Ayush Gupta Vellore Institute of Technology, Chennai, Tamil Nadu, India https://orcid.org/0009-0002-4080-2940
Jeya Mala D. Vellore Institute of Technology, Chennai, Tamil Nadu, India https://orcid.org/0000-0002-2100-8218
Vishal Kumar Yadav Vellore Institute of Technology, Chennai, Tamil Nadu, India
Mayank Arora Vellore Institute of Technology, Chennai, Tamil Nadu, India https://orcid.org/0009-0002-6812-4424

DOI:

https://doi.org/10.3991/ijoe.v21i02.51409

Keywords:

, Deep Learning, Retinal Diseases Classification, Explainable AI (XAI), ResNet-18, VGG-16, Grad CAM, DenseNet

Abstract

This study investigates the efficacy of various deep learning (DL) models in detecting retinal diseases, specifically focusing on cataract detection. Utilizing a pre-processed fundus images data set classified into normal and cataract classes, we evaluate the performance of ResNet, VGG-16 and VGG-19 models based on accuracy, sensitivity, and specificity in classifying fundus images. The primary objective of this work is to provide explanations on the predictions done by the said DL models in order to ensure the ground-truth verification. The explanation is achieved using the explainable artificial intelligence (XAI) model namely gradient-weighted class activation mapping (Grad-CAM), which helps to visualize and interpret the decision-making process of these models.
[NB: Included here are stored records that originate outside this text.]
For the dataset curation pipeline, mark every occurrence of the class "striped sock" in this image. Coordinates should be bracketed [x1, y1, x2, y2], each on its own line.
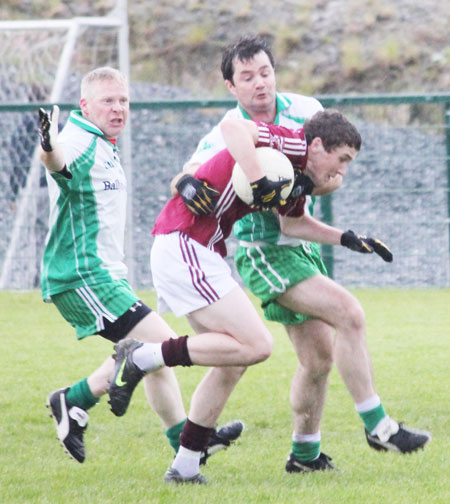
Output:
[66, 378, 100, 410]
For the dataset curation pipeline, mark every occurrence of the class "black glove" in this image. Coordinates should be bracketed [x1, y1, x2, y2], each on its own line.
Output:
[39, 105, 59, 152]
[175, 174, 219, 215]
[341, 230, 393, 262]
[250, 176, 291, 208]
[289, 170, 314, 198]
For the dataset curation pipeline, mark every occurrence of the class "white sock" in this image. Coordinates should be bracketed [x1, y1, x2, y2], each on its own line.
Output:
[355, 394, 381, 413]
[292, 431, 321, 443]
[133, 343, 165, 373]
[172, 446, 202, 478]
[371, 415, 399, 442]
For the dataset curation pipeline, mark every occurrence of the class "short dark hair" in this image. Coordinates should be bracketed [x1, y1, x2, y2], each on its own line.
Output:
[220, 35, 275, 82]
[303, 109, 362, 152]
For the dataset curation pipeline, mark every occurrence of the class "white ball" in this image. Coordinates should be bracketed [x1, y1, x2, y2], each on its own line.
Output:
[231, 147, 294, 205]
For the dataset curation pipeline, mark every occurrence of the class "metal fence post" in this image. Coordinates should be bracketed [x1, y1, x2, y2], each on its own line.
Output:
[444, 106, 450, 280]
[320, 194, 334, 278]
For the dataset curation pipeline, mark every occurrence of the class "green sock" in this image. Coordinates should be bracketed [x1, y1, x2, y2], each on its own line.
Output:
[166, 418, 187, 453]
[292, 441, 320, 462]
[66, 378, 100, 410]
[359, 404, 386, 432]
Through a comprehensive exploratory data analysis (EDA), model training, and evaluation, VGG-19 emerged as the superior model, achieving the highest accuracy, precision, and recall. Grad-CAM heat maps provide insights into the models’ attention in image features, highlighting the impact of cataracts on retinal structure. The study underscores the potential of DL in retinal disease detection and the pivotal role of explainable artificial intelligence (XAI) in enhancing model interpretability. Future directions include exploring more advanced DL architectures and furthering the application of XAI techniques to improve detection systems’ accuracy and transparency.